Man-Made Heuristics Are Dead. Long Live Code Generators!
HotNets, November 2025
We face rapid evolution in workloads, deployment settings, and heterogeneous hardware. As such, the design space of heuristics for most problems is complex and shifting in a context-dependent manner. Human developers often cannot discover “the right heuristics” fast enough. Meanwhile, learning-based systems have shown that it is possible to approach instance-optimality by finding the best policy for a given context by learning from data. However, neural approaches come at a steep cost: opaque behavior, complex training and deployment pipelines, inference overheads, and safety concerns that preclude adoption in many environments.
PolicySmith
TEMPLATE must be provided by user, which contains function signature, or a partial code stub, as well as natural language constraints, such as which libraries may be imported, the states it can access, and any behavioral or performance requirements. Then LLM would generate candidate heuristic functions. But of course, LLM can hallucinate, therefore, a user-defined CHECKER is necessary that enforces syntactic and semantic rules, and provides structured feedback to help generators stay within spec.

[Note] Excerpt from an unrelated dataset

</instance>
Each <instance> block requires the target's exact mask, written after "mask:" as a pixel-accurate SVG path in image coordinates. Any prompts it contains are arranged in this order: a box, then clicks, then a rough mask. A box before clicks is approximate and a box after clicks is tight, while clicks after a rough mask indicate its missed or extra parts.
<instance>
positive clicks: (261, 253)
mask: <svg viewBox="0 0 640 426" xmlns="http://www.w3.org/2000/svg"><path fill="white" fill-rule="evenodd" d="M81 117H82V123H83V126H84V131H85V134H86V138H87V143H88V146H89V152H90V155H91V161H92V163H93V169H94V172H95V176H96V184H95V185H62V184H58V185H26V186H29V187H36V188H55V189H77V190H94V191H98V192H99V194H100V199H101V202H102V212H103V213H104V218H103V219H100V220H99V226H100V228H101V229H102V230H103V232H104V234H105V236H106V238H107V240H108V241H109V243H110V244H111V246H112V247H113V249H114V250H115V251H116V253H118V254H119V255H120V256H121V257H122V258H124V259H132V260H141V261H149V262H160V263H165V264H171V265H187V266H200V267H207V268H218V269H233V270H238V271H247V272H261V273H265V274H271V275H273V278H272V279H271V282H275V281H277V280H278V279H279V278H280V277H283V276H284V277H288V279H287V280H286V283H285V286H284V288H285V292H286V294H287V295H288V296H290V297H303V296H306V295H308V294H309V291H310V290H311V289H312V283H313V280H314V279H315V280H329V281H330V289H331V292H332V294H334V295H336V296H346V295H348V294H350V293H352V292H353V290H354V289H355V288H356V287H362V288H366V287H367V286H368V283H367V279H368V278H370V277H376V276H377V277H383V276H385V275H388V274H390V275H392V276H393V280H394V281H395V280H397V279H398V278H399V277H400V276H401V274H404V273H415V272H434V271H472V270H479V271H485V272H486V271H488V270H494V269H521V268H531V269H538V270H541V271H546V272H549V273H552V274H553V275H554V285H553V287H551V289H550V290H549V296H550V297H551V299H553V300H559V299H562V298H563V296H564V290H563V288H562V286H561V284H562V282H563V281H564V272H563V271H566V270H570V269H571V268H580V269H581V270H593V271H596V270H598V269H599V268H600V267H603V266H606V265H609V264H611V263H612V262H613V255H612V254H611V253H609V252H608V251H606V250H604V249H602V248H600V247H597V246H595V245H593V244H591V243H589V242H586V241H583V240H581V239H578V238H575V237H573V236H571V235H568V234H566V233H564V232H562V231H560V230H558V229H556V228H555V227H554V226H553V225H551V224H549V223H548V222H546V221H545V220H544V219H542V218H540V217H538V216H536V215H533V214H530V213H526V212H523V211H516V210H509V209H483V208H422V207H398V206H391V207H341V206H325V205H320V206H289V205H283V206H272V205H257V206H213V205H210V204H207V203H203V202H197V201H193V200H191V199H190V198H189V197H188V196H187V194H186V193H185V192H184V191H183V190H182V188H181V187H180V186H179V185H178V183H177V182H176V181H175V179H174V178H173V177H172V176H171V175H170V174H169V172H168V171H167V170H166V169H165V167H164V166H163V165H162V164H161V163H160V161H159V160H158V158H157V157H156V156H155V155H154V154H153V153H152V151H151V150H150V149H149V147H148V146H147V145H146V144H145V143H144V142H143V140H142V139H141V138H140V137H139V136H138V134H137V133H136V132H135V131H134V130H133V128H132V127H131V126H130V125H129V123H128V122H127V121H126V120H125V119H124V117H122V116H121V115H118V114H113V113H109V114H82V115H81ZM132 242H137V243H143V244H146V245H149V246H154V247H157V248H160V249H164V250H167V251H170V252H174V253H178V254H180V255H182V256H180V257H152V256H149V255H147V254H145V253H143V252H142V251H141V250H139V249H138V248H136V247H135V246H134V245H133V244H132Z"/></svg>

Once a candidate passes the CHECKER’s check, it gets evaluated by EVALUATOR and assigned a score, and the best-performing candidates are fed back as examples in the next round. This loop continues for several iterations, gradually steering the generator toward better-performing heuristic code. At the end, POLICYSMITH outputs a final heuristic tailored to the target context.
Case Study: Web Caching
In the web-caching case study, the paper applies PolicySmith to automatically synthesize cache eviction heuristics and evaluates them inside libCacheSim, treating a “context” as a specific (trace, cache size) pair and optimizing miss rate at a cache size set to 10% of the trace footprint. To keep synthesis reliable while still expressive, they fix the implementation to a template where cached objects are managed in a priority queue, and the LLM generates only a single function, priority(), which updates an object’s score on access/insertion and evicts the lowest-score item; priority() can use per-object signals (e.g., recency/frequency/size), aggregate statistics, and a short history of recent evictions. They note this design may add O(log N) update overhead per access (because of the priority queue), and suggest approximate structures if that cost is too high in practice.
The search is seeded with simple policies like LRU/LFU and run as an iterative generate-and-test loop (20 rounds, 25 candidates per round, feeding back the top performers), repeated per trace to produce multiple heuristics. On their target traces, the synthesized heuristic for that context matches or beats a suite of 14 baseline eviction policies, and some heuristics retain strong performance across other traces in the same dataset (e.g., Heuristic A wins on 48% of CloudPhysics traces; Heuristic X on 64% of MSR traces), indicating partial within-dataset transfer rather than purely trace-specific tuning. They also report the optimization is inexpensive in practice, with a full search run taking only a few CPU-hours and low single-digit dollars of API cost across their runs.
Case Study: Congestion Control
In this case study, they focused on being able to implement a working heuristic code in a largely strict and constrained environment instead of chasing more optimal heuristic.
Only cong_control, the decision function for TCP congestion control in Linux kernel, is exposed to GENERATOR.
TEMPLATE is implemented as a Linux kernel module, and it provides history arrays – time series arrays that capture smoothed versions of these metrics over the last 10 RTT intervals.
An eBPF probe is attached to cong_control. Whenever the function is run, the LLM-generated BPF program also executes. The BPF verifier acts as CHECKER. The eBPF program executes the generated logic, computes the updated decision, and writes the result to a BPF map.
They generated 100 candidate congestion control heuristics and attempted to compile them into eBPF programs. Only 63% of the candidates passed the eBPF verifier on the first try, and an additional 19% successfully compiled after the GENERATOR was provided with the stderr. The most common causes of errors were the use of floating-point arithmetic and missing checks for division by zero.